Project for Squeak 5.3 (and above) to explore and learn about the history of Squeak and Squeak-related projects.
-
Get a Squeak image (5.3 or newer).
-
Load the Squeak History Project:
Metacello new baseline: 'SqueakHistory'; repository: 'github://hpi-swa/squeak-history/packages'; load.
After the code was loaded, mailing list archives will be downloaded. See BaselineOfSqueakHistory >> #loadData
for details.
The SqhMailmanAggregator
can be used to enumerate all mail messages. Example queries can be found in the queries
protocol. The message cache holds meta-data for each message in the image, that is, instances of SqhMailWrapper
. The message body has to access the archive's file contents on disk, which is slower. Here is an example query, which requires disk access:
countMessageLines
| count |
count := 0.
self messagesCachedDo: [:wrapper |
count := count + wrapper mailMessage bodyText lineCount].
^ count
Note that you should also derive some rules for author-key normalization to further improve the overall quality of query results. Just run this:
SqhMailmanAggregator new
showProgress: true; "optional"
deriveRulesForAuthorKeyNormalization. "ignore the warning"
For more information on normalization, see below.
There are rules to normalize different kinds of information: author names, timestamps, and mail addresses. The goal is to identify contributors and, eventually, relevant discussions. Hand-selected rules can be found in SqhMailmanAggregator >> #rulesForAuthorKeyNormalization
and #rulesForAuthorKeyClarification
. Here is an excerpt:
"rulesForAuthorKeyNormalization"
'alankay' -> 'alancurtiskay'.
'hhirzel' -> 'hanneshirzel'.
"rulesForAuthorKeyClarification"
'squeakdev@reider.net' -> ('squeakdev' -> 'alanreider').
'squeak@bike-nomad.com' -> ('squeak' -> 'nedkonz').

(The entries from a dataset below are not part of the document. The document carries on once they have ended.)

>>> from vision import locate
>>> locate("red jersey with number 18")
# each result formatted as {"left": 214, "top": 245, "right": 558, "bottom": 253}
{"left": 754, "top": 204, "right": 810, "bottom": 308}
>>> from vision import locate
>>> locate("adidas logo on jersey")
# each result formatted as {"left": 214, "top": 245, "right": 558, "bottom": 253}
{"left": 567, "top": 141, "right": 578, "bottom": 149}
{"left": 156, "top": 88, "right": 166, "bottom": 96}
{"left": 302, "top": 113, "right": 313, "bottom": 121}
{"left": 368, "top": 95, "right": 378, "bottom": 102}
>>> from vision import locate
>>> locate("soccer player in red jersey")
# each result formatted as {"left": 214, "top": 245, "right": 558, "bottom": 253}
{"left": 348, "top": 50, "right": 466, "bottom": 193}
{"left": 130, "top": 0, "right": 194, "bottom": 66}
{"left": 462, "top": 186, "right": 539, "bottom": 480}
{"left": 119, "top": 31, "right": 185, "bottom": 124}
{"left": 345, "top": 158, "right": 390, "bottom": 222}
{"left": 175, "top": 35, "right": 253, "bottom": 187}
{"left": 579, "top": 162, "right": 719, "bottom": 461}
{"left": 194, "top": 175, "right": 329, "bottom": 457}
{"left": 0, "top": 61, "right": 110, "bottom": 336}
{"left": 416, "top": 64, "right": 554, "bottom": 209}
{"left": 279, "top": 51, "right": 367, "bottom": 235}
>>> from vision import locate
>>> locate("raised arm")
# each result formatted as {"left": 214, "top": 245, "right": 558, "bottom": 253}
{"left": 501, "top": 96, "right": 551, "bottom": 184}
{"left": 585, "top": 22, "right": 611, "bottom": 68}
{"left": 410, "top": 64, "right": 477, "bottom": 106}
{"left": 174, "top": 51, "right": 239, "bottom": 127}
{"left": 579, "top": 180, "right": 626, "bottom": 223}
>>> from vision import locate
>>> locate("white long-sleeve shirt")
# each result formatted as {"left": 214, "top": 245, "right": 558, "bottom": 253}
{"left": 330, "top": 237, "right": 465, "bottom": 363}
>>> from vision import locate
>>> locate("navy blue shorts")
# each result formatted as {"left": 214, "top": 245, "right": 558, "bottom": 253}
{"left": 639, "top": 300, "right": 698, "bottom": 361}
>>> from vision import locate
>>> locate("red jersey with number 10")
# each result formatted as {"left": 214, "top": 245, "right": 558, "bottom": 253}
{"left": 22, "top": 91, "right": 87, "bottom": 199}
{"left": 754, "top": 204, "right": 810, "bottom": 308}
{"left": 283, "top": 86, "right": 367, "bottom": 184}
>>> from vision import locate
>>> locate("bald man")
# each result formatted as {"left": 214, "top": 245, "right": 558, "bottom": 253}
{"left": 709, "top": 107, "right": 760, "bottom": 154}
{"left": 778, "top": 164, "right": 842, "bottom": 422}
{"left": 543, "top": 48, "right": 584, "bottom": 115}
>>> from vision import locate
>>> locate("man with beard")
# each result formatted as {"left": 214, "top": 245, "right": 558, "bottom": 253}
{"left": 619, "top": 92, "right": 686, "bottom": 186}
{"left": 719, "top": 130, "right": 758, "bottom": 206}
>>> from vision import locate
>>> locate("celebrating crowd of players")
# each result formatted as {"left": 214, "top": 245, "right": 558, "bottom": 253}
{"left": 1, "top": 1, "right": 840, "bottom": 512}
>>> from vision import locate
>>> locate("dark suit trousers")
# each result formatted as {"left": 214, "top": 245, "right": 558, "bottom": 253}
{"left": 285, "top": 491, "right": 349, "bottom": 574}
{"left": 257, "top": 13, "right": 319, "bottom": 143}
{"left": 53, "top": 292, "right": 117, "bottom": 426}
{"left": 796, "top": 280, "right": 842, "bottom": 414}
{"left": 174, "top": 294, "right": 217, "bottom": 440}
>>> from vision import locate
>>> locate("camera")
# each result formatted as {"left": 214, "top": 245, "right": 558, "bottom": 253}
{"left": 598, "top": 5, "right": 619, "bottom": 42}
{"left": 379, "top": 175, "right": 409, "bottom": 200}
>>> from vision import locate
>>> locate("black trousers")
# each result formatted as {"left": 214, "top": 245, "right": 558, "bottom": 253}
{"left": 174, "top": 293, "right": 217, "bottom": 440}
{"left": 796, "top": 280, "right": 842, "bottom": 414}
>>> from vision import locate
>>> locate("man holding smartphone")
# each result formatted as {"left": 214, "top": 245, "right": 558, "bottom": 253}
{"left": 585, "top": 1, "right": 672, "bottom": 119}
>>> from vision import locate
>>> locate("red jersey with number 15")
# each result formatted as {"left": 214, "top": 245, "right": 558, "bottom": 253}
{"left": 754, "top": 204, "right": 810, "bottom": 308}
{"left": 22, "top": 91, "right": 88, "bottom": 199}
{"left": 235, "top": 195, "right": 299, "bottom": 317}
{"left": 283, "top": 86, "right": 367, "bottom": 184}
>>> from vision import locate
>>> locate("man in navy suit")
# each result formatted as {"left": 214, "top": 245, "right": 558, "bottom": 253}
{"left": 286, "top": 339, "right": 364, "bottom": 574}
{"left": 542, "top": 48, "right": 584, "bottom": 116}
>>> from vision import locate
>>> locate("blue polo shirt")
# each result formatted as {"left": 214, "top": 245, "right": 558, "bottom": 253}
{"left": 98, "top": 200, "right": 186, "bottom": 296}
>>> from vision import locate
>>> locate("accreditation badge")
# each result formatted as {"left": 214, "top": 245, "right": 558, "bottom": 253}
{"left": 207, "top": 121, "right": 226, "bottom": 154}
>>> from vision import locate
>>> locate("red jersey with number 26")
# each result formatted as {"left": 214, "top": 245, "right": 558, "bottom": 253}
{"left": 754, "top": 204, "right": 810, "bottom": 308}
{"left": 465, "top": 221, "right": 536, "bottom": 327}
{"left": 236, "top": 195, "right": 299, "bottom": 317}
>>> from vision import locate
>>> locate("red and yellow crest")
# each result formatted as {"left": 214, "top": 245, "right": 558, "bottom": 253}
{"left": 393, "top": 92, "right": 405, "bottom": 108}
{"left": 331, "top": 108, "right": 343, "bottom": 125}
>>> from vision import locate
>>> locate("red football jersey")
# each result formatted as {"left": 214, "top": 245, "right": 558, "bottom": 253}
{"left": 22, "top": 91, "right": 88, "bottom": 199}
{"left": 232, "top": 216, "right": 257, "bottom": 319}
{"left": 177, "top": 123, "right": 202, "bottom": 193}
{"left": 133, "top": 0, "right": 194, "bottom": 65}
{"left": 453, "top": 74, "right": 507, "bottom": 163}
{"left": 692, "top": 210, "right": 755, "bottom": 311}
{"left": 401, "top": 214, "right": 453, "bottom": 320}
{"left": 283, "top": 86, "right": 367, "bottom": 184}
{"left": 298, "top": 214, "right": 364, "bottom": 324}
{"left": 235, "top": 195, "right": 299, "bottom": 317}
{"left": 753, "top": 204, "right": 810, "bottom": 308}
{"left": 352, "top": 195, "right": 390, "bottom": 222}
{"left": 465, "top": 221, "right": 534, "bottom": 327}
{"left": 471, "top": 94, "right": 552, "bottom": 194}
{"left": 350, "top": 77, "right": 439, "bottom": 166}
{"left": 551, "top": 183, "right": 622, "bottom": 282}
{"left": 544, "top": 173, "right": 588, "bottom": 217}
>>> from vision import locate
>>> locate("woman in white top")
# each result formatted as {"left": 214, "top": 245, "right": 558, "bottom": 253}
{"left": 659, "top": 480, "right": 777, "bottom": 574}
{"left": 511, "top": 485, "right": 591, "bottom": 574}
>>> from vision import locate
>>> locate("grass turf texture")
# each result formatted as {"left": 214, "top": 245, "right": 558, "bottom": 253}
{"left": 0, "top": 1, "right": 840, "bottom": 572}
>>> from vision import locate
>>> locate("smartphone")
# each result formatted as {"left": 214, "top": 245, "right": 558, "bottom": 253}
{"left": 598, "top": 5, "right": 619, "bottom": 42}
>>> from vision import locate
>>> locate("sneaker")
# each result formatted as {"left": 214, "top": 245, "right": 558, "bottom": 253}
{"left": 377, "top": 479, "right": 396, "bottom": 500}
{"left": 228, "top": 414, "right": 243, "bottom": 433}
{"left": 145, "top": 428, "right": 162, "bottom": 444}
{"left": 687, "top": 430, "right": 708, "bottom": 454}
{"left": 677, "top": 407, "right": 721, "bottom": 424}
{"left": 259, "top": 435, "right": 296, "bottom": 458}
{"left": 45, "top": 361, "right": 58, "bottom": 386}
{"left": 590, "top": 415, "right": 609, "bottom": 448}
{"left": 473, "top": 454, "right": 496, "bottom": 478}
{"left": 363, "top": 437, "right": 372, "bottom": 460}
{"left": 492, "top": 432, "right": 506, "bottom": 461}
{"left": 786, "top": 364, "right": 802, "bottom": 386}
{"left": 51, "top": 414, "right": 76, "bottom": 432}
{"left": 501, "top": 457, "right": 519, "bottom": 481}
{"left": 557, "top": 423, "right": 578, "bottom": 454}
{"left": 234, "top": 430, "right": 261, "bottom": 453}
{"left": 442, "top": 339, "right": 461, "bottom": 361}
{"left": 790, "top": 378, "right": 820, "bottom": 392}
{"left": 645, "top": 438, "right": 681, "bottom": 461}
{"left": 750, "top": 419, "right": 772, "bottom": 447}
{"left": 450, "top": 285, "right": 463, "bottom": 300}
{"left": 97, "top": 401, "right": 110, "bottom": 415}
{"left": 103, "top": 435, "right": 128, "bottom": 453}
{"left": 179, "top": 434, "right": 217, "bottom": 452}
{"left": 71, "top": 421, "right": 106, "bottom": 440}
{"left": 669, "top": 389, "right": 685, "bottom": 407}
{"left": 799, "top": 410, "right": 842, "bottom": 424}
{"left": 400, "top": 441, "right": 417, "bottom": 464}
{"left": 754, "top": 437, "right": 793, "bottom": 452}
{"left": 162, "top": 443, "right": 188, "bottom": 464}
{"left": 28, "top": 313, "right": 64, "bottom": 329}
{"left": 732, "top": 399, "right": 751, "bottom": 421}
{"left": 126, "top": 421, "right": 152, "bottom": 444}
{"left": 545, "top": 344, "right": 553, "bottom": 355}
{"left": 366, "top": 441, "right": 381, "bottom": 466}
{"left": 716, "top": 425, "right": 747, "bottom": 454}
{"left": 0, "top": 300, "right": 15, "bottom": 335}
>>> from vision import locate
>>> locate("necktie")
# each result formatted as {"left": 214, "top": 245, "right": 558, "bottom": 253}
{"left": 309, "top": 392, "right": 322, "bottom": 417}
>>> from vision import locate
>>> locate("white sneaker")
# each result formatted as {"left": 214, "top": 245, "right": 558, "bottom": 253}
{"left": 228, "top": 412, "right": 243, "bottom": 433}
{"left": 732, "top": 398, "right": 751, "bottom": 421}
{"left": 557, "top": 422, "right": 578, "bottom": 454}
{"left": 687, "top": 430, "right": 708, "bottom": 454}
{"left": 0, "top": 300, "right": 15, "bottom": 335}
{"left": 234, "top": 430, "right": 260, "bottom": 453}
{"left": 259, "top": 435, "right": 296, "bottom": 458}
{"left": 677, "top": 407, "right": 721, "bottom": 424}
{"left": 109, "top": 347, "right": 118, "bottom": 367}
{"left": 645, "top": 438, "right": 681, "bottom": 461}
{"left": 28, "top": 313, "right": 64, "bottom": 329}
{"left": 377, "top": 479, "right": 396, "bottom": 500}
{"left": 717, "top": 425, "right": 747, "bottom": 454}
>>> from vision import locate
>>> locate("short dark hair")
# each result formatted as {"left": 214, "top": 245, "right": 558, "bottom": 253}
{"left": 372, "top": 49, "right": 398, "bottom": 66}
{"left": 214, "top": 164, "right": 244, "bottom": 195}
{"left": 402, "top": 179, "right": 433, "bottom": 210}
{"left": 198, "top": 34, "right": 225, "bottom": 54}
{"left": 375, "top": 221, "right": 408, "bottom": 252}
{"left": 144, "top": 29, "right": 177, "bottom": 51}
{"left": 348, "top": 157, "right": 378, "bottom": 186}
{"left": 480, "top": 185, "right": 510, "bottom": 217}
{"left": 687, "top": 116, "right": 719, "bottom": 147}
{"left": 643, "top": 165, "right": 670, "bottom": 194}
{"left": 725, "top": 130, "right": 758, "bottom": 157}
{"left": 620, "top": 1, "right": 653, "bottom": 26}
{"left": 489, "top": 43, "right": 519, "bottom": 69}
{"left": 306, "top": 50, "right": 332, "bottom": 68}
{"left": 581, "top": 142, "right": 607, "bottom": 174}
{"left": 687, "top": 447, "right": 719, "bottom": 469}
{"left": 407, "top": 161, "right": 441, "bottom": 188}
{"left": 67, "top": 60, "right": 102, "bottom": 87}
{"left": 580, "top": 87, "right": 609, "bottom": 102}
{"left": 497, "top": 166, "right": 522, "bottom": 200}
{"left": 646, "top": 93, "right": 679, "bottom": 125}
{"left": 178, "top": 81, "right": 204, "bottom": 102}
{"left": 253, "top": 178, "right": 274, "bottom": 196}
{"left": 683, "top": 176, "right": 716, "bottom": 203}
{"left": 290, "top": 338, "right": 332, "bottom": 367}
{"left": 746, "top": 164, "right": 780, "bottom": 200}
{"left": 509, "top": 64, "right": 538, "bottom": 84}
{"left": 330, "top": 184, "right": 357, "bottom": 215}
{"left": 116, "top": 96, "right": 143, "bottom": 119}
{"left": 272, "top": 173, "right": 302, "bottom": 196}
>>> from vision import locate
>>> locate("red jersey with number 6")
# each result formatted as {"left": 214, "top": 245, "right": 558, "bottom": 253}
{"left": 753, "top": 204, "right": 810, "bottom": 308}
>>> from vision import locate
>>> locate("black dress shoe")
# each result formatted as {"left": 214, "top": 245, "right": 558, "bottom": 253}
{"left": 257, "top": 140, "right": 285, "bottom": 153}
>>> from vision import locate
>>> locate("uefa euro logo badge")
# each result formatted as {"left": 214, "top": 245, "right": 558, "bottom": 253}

Then, there is a simple algorithm to derive more normalization rules using e-mail addresses as identifier. If two messages came from the same address, then the author's names can be used to identify the same contributor. There is also a check to avoid mapping cycles. See SqhMailmanAggregator >> #deriveRulesForAuthorKeyNormalization
for details. We filter generic addresses such as:
notifications@github.com
noreply@github.com
no-reply@appveyor.com
builds@travis-ci.org
Note that there is also a (hand-crafted) list of generic author names (or keys) in #genericAuthorKeys
including github
or travisci
.